Take 1 pint of Graham flour. Stir in 1 tablespoonful white sugar, 1 tablespoonful ginger, 1 teaspoonful saleratus, 1 teaspoonful salt. Set this away in a covered dish or glass fruit can to keep from the air. The night before baking take 2 tablespoonfuls of this dry mixture and pour on boiling water until it is a thick batter, set in a warm place to rise. In the morning take 1 quart in equal parts of boiling water and new milk, add the yeast. Then stir in flour until it is a stiff batter. Set the pan over a kettle of hot water, not too hot or the dough will stick to the pan. If hot enough it will be foaming in two or three hours. Stir in flour enough to knead, put in tins and let rise again until the whole top of the loaf will move by laying the hand softly on it. Bake in a moderately hot oven, wrap in a wet cloth and the result will be nice white bread.
2 pounds sifted flour banked around the pan, ½ pint of milk, ½ pint of water; mix a thin batter, quickly add ½ pint milk, in which has been dissolved ½ ounce of salt, and ½ ounce of compressed yeast; leave remainder of flour against side of pan; cover and keep free from air forty-five minutes; then mix in rest of the flour until dough leaves side and bottom of pan. Let stand for two and a half hours. Divide into 1 pound pieces. Subdivide into 12 pieces. Fold corner of each piece to center; turn over to rise for thirty minutes. Put in hot oven; bake twenty minutes.
To 1 quart of warm water stir as much corn-meal or Graham as will make a smooth batter; stir into it half a cupful of baker's yeast and set in a warm place to rise. Let this sponge be mixed in a vessel that will contain twice the quantity. In the morning put 3 quarts of rye flour into a bowl, hollow out the center, pour in the sponge, add a teaspoonful of salt, and half a teaspoonful of saleratus dissolved in a little water; make the whole into a smooth dough with as much warm water as may be necessary; knead well, cover, set in a warm place for three hours, knead again and make into two or three loaves. Bake in a quick oven one hour.
1 pint of buttermilk. l½ teaspoonfuls of soda. ½ cupful of shortening. 1 teaspoonful of white sugar. And a little salt. Flour to make a medium dough.
Bake at once.
1 cake of dry yeast dissolved in 2 cupfuls of lukewarm water. Make stiff sponge with 2 pints of water and white flour, adding the dissolved yeast. Do this at night. In the morning add 1 teaspoonful of salt, ½ teaspoonful of soda, 1 cupful of brown sugar or molasses and 1 tablespoonful of lard.
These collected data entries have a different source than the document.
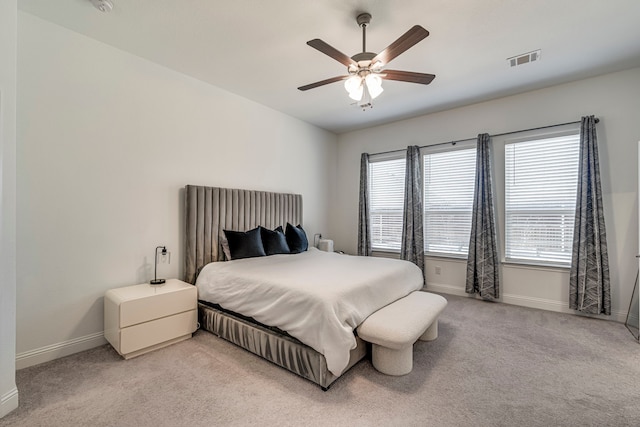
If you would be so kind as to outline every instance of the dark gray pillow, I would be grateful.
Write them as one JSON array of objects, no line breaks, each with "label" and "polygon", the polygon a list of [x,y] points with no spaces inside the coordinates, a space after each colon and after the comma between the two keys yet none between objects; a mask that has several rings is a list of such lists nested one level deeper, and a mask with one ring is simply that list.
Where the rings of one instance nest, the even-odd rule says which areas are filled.
[{"label": "dark gray pillow", "polygon": [[231,259],[253,258],[265,256],[260,227],[249,231],[224,230],[224,235],[229,243]]},{"label": "dark gray pillow", "polygon": [[287,238],[287,244],[292,254],[299,254],[309,248],[309,241],[307,240],[307,234],[304,232],[300,224],[297,227],[287,223],[287,228],[284,232]]},{"label": "dark gray pillow", "polygon": [[269,230],[264,227],[260,227],[260,236],[262,237],[262,246],[267,255],[288,254],[289,245],[287,244],[287,238],[282,231],[282,226],[278,226],[275,230]]}]

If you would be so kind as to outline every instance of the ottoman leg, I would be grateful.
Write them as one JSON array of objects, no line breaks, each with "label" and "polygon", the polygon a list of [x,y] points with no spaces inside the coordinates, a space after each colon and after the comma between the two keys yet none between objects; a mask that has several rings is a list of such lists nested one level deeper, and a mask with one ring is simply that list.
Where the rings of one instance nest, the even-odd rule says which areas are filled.
[{"label": "ottoman leg", "polygon": [[438,338],[438,319],[434,320],[431,326],[418,339],[420,341],[433,341],[436,338]]},{"label": "ottoman leg", "polygon": [[413,345],[400,350],[372,344],[373,366],[383,374],[406,375],[413,369]]}]

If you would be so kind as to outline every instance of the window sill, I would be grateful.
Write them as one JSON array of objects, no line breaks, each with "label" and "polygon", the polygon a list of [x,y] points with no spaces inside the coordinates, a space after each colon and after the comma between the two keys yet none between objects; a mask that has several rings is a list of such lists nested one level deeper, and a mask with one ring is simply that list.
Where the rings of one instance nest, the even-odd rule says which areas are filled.
[{"label": "window sill", "polygon": [[[394,251],[393,249],[372,249],[371,252],[385,254],[385,255],[396,255],[400,256],[400,251]],[[449,261],[461,261],[467,262],[467,257],[462,255],[451,255],[451,254],[437,254],[437,253],[425,253],[425,258],[438,258],[438,259],[446,259]]]},{"label": "window sill", "polygon": [[396,251],[396,250],[393,250],[393,249],[376,249],[376,248],[373,248],[373,249],[371,249],[371,252],[377,252],[377,253],[381,253],[381,254],[400,255],[400,251]]},{"label": "window sill", "polygon": [[551,264],[529,264],[517,261],[502,260],[505,268],[517,268],[526,270],[556,271],[559,273],[568,273],[571,268],[568,265],[551,265]]},{"label": "window sill", "polygon": [[436,254],[436,253],[425,253],[425,258],[437,258],[444,259],[447,261],[458,261],[458,262],[467,262],[467,257],[462,255],[452,255],[452,254]]}]

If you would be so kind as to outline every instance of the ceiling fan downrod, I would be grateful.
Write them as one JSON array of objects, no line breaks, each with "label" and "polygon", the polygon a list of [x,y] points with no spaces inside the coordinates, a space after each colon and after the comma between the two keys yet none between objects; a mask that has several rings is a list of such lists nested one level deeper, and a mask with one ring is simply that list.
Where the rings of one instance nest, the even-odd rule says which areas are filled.
[{"label": "ceiling fan downrod", "polygon": [[367,51],[367,25],[371,22],[371,14],[361,13],[356,18],[358,25],[362,27],[362,53]]},{"label": "ceiling fan downrod", "polygon": [[367,25],[371,22],[371,14],[361,13],[356,17],[356,22],[362,27],[362,52],[356,53],[351,59],[356,62],[371,61],[376,56],[373,52],[367,52]]}]

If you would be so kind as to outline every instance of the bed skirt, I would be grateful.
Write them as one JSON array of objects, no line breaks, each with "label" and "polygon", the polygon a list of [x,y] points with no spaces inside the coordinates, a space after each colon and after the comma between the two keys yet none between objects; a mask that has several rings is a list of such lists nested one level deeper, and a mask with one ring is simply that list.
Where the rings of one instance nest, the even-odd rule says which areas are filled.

Stir in Graham flour stiff as possible and let rise; stir again and put in buttered pans, shaping with the spoon; let rise. (Never knead the dough for Graham bread.) Place in the oven and bake a little longer than white bread. When done, dampen the bread-cloth and roll lightly, with a dry towel outside. This will soften the crust.
A bowl of white bread sponge may be used instead of yeast. Add a bowl full of warm water to this and proceed as directed.
Or the white sponge may be stirred stiff with Graham flour the night before and the other ingredients added, and it will only need stirring down in the morning, when it may rise again and be put in baking-tins.